Manual cleanup if workflow fails mid-drain

If the workflow fails after deploying the temporary service but before deletion, the temporary service stays running. To clean up:

  1. Verify drain completion via direct query:
    SELECT state, count(*) FROM core.outbox
    WHERE generation = <target_generation>
    GROUP BY state;
    Expect zero rows in pending or in_flight.
  2. If clean, delete the temporary service via Render dashboard or DELETE /v1/services/{service_id} against the Render API.
  3. Note the manual intervention in the ops log.

Generation-stamping invariant

Legacy-drain relies on the ADR-046 D8 invariant: every outbox row carries the generation it was stamped at, and workers filter their claims by their own SPECTRAL_GENERATION env var. A worker running at gen-N never claims a gen-(N-1) row, and vice versa. This makes drain coherent — the temporary worker at gen-(target) is the only worker that can claim and process those rows.

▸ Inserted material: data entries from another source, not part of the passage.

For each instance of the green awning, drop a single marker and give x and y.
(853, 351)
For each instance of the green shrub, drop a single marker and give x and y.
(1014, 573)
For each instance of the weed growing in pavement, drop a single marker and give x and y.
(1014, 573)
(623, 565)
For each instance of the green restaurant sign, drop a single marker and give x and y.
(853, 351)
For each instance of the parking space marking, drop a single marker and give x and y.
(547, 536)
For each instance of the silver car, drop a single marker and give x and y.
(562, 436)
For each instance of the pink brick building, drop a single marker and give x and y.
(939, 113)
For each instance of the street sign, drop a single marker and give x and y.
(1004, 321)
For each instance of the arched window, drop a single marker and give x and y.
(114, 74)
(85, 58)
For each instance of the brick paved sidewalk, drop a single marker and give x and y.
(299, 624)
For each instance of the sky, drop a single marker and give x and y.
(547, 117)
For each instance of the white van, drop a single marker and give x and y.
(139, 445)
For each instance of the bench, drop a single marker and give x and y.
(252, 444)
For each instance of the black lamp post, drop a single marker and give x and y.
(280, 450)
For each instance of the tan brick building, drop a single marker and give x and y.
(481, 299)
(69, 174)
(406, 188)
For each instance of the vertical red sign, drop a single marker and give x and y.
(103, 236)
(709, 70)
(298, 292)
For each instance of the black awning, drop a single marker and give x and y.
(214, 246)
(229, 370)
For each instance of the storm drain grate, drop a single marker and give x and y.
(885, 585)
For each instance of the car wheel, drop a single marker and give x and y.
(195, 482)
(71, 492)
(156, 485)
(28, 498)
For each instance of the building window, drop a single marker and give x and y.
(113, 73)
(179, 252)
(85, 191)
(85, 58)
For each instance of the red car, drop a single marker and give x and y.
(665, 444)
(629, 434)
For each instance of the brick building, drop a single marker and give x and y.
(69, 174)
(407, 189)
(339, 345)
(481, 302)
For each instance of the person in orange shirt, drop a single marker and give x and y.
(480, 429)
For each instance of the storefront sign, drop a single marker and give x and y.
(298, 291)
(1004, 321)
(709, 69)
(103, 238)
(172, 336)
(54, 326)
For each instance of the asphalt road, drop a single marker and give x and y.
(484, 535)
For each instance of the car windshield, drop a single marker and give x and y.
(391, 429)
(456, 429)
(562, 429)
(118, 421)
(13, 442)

If this invariant is violated (e.g., a worker is misconfigured to claim across generations), legacy-drain produces incorrect behavior. The architecture validator and worker initialization both assert the invariant; mis-configuration should not reach production.

Cron-managed retention vs operator-triggered drain

core.deployments retention is indefinite (per ADR-049 D7) — generations remain queryable for legacy-drain runs that occur weeks or months after the deploy. There is no automatic cleanup of core.deployments rows. If a row is needed for drain reference, it will be there.

Outbox rows themselves are subject to retention per ADR-044 D13 (unchanged retention values). Routine retention sweep runs the daily retention-run cron and removes rows past their TOMBSTONED window. Legacy-drain produces no rows past retention because it processes existing rows; if a drain target is older than the outbox retention window, those rows have already been swept and there is nothing to drain.

  • ADR-053 — D13 legacy-drain workflow contract.
  • ADR-046 — D8 generation-stamping + drain parameters (HANDLER_MAX, SPECTRAL_DRAIN_COOLING_SECONDS, reaper interval, claim TTL).
  • ADR-044 — outbox + retention values.
  • ADR-049 — D7 core.deployments retention indefinite.
  • deployment.md — production cutover sequence.
  • rollback.md — rollback decision tree (Classes 2 & 3 invoke legacy-drain).